If you have chronic trouble staying asleep, I would bet that you suffer from sleep apnea. With this condition, the top of your airway closes off during sleep. Then, you briefly wake up form lack of air, so you can catch a breath. This can happen hundreds of times a night.

If you have sleep apnea, you should use a Continuous Positive Airway Pressure (CPAP) device. This keeps air blowing through your airway. And it prevents the airway from collapsing or closing.

You don’t have to go into a sleep lab to get a diagnosis. You can find devices for both diagnosing and treating this condition in the comfort of your own bed at home.

Unfortunately, the CPAP device looks and feels like an oxygen mask. But don’t let that deter you. This device could save your life.

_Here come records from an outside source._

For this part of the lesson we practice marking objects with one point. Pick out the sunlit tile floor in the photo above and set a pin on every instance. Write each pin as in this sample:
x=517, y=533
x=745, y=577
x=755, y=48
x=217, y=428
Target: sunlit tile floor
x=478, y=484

In fact, wearing this device will not only improve your sleep. It will also improve your cardiovascular disease risk. A 2007 study found that men and women with mild-to-moderate sleep apnea reduced their cardiovascular disease risk by 67 percent…simply by wearing a CPAP device.

Sources:

1. “ The Association between Insomnia Symptoms and Mortality: A Prospective Study of U.S. Men,” Circulation 2013;

2. Continuous Positive Airway Pressure Treatment of Mild to Moderate Obstructive Sleep Apnea Reduces Cardiovascular Risk,” American Journal of Respiratory and Critical Care Medicine 2007; 176(12): 1274-1280.